For best results (optionally) include date fields for orders and churns:

  • event date

🚧️Include a header row

👍Additional columns are OK

Uploading your CSV

After preparing your CSV file, you are going to upload it using the API's upload endpoint.

Note that you will always upload your files to a subfolder underneath uploads. The below example uploads a local file named acme_orders.csv to a folder and file on Faraday at orders/file1.csv. You can even upload multiple files with the same column structure into the same folder if that's easier — they'll all get merged together. This is especially useful if you want to update your model over time - for example, as new orders come in.

curl  --request POST \
      --url https://api.faraday.ai/v1/uploads/orders/orders1.csv \
      --header "Authorization: Bearer YOUR_API_KEY" \
      --header "Content-Type: application/octet-stream" \
      --data-binary "@acme_orders.csv"

Second, we upload a different type of file, acme_churns.csv to a separate churns folder at churns/churns1.csv.

curl  --request POST \
      --url https://api.faraday.ai/v1/uploads/churns/churns1.csv \
      --header "Authorization: Bearer YOUR_API_KEY" \
      --header "Content-Type: application/octet-stream" \
      --data-binary "@acme_churns.csv"

Repeated calls to the `/uploads` endpoint

Mapping your data

Once your file has finished uploading, Faraday needs to know how to understand it. You'll use Datasets to define these mapping.

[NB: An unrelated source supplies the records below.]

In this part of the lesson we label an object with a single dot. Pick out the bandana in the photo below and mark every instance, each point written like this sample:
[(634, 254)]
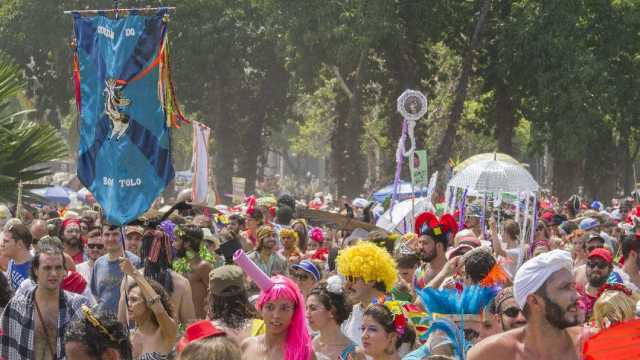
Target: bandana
[(535, 272)]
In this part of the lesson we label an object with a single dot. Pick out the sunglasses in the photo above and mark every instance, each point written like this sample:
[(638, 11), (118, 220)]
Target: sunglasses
[(512, 312), (598, 264), (352, 279), (593, 247), (301, 276)]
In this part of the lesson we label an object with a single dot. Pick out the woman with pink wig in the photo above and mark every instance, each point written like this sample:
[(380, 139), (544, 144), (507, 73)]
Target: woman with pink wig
[(286, 337)]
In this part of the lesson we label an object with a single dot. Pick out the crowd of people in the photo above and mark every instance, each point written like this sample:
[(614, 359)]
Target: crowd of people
[(255, 282)]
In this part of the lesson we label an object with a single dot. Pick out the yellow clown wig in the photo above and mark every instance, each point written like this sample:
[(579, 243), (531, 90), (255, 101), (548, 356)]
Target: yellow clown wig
[(289, 233), (614, 306), (369, 262)]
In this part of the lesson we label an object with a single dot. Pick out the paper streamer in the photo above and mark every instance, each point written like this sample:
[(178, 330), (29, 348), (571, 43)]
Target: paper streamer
[(462, 210), (483, 217), (255, 273), (534, 223)]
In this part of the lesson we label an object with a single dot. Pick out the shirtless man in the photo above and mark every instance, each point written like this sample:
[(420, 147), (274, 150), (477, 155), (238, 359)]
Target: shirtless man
[(157, 267), (187, 245), (545, 290), (431, 250), (33, 320)]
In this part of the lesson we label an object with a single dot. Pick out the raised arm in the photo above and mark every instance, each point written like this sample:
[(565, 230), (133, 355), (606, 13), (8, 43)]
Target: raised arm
[(168, 326)]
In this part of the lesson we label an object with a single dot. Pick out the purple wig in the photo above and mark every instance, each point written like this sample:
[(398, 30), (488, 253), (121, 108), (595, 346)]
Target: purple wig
[(297, 345)]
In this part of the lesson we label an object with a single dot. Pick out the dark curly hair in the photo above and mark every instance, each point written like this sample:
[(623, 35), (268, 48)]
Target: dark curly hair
[(383, 316), (478, 263), (232, 307), (337, 304), (5, 291), (191, 234), (164, 297), (159, 270), (95, 340)]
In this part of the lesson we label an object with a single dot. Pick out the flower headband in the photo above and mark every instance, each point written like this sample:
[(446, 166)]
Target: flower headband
[(615, 287), (399, 319), (93, 320)]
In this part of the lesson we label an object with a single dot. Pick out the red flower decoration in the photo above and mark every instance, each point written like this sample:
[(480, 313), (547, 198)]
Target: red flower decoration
[(400, 323), (616, 287)]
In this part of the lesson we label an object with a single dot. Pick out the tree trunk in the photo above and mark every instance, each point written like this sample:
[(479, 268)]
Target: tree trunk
[(505, 118), (223, 141), (346, 155), (444, 150), (567, 176)]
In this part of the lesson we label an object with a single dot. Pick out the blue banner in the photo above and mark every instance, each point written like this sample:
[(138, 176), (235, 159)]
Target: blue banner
[(124, 153)]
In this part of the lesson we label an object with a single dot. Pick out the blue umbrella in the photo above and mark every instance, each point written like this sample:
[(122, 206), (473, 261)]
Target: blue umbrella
[(404, 192), (54, 194)]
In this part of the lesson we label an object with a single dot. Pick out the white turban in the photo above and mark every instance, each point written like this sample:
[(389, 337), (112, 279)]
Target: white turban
[(533, 273)]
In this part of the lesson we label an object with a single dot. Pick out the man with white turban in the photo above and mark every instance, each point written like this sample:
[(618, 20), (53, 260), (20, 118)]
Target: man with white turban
[(545, 290)]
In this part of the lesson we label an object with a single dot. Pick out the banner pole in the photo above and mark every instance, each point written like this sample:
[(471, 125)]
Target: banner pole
[(95, 11)]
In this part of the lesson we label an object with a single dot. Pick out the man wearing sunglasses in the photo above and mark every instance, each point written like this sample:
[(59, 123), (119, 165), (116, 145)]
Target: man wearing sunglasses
[(593, 241), (15, 244), (545, 290), (95, 249), (598, 268), (509, 314)]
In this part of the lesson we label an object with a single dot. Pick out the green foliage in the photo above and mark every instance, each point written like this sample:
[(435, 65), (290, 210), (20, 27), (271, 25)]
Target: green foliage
[(24, 145), (317, 111)]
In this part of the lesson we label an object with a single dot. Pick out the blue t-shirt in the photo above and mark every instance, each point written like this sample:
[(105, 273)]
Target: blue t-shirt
[(17, 273), (106, 279)]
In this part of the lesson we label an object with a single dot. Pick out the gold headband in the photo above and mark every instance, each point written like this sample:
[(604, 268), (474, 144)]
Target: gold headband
[(91, 318)]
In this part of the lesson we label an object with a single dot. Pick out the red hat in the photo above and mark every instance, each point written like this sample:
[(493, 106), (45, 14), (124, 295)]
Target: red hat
[(74, 282), (602, 253), (197, 331), (68, 222)]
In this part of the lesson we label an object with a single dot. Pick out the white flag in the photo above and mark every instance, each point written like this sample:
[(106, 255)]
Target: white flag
[(200, 164)]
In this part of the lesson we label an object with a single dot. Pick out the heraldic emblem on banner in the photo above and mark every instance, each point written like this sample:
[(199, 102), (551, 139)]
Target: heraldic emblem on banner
[(126, 104)]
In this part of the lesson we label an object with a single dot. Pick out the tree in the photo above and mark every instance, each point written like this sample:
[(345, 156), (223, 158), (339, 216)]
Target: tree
[(24, 145)]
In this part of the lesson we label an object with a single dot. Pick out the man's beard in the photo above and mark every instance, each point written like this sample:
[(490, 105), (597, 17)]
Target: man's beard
[(73, 241), (182, 252), (555, 314), (597, 281), (427, 257)]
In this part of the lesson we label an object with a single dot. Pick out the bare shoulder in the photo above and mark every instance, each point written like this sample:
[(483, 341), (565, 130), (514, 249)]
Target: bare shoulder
[(499, 346), (179, 280), (203, 269), (250, 343)]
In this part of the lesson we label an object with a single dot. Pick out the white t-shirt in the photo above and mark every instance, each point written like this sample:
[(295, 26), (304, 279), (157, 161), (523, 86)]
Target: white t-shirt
[(85, 270), (515, 258), (352, 326), (627, 280)]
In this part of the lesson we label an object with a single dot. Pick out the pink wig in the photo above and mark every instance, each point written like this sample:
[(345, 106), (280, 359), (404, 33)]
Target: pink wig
[(316, 234), (297, 345)]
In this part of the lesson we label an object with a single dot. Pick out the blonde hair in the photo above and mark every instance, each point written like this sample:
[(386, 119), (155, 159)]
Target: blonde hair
[(615, 306), (214, 348), (369, 262)]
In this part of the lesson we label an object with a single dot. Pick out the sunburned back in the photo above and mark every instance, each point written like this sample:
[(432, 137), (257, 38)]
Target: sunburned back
[(149, 343), (254, 348), (199, 281), (512, 345)]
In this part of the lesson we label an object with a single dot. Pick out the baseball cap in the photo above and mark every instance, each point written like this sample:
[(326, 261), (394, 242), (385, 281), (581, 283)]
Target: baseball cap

📘All data across an account is used in modeling

If you're using the sample file, check out Testing for an example API call that includes the right field configuration.

curl --request POST \
     --url https://api.faraday.ai/v1/datasets \
     --header 'Accept: application/json' \
     --header 'Authorization: Bearer YOUR_API_KEY' \
     --header 'Content-Type: application/json' \
     --data '
{
    "name": "orders_data",
     "identity_sets": {
          "customer": {
               "house_number_and_street": [
                    "address"
               ],
               "person_first_name": "first_name",
               "person_last_name": "last_name",
               "city": "city",
               "state": "state"
          }
     },
     "output_to_streams": {
          "orders": {
               "data_map": {
                    "datetime": {
                         "column_name": "date",
                         "format": "date_iso8601"
                    },
                    "value": {
                         "column_name": "total",
                         "format": "currency_dollars"
                    }
               }
          }
    },
    "options": {
        "type": "hosted_csv",
        "upload_directory": "orders"
    }
}
'
curl --request POST \
     --url https://api.faraday.ai/v1/datasets \
     --header 'Accept: application/json' \
     --header 'Authorization: Bearer YOUR_API_KEY' \
     --header 'Content-Type: application/json' \
     --data '
{
    "name": "churns_data",
     "identity_sets": {
          "customer": {
               "house_number_and_street": [
                    "address"
               ],
               "person_first_name": "first_name",
               "person_last_name": "last_name",
               "city": "city",
               "state": "state"
          }
     },
     "output_to_streams": {
          "churns": {
               "data_map": {
                    "datetime": {
                         "column_name": "churn_date",
                         "format": "date_iso8601"
                    }
               }
          }
    },
    "options": {
        "type": "hosted_csv",
        "upload_directory": "churns"
    }
}
'

Let's break down the above example.

  • upload_directory — Here you are telling Faraday which files we're talking about by specifying the subfolder you uploaded your data to, e.g. orders in our above example. If there are multiple files in this folder (and they all have the same structure), they will be merged together.
  • identity_sets — Here's where you specify how Faraday should recognize the people in each of your rows. Your data may have multiple identities per row, especially in lists of orders where you may have separate billing and shipping info. Our example above creates an arbitrary identity name customer. It uses email (mapping the 'account_email' column from our CSV file to the 'email' field Faraday expects), but if you have names, addresses, or phone numbers it's important to include them to improve identity resolution. Faraday will always use the best combination of available identifiers to recognize people. Mapping options are available in Datasets.
  • output_to_streams — Here's where you tell Faraday how to recognize events in your data. Here, we're calling our events orders, because that's how many companies define their customers' transactional behavior, but you can use any name you like, and one dataset may represent multiple event types. We recommend (but do not require) that you specify a datetime field — in our sample files this corresponds to date and churn_date columns from the respective CSVs. You can also include metadata about products involved in the event and a dollar value associated with the event, although that's not necessary or always relevant - we do this for the total column of orders but not for churn.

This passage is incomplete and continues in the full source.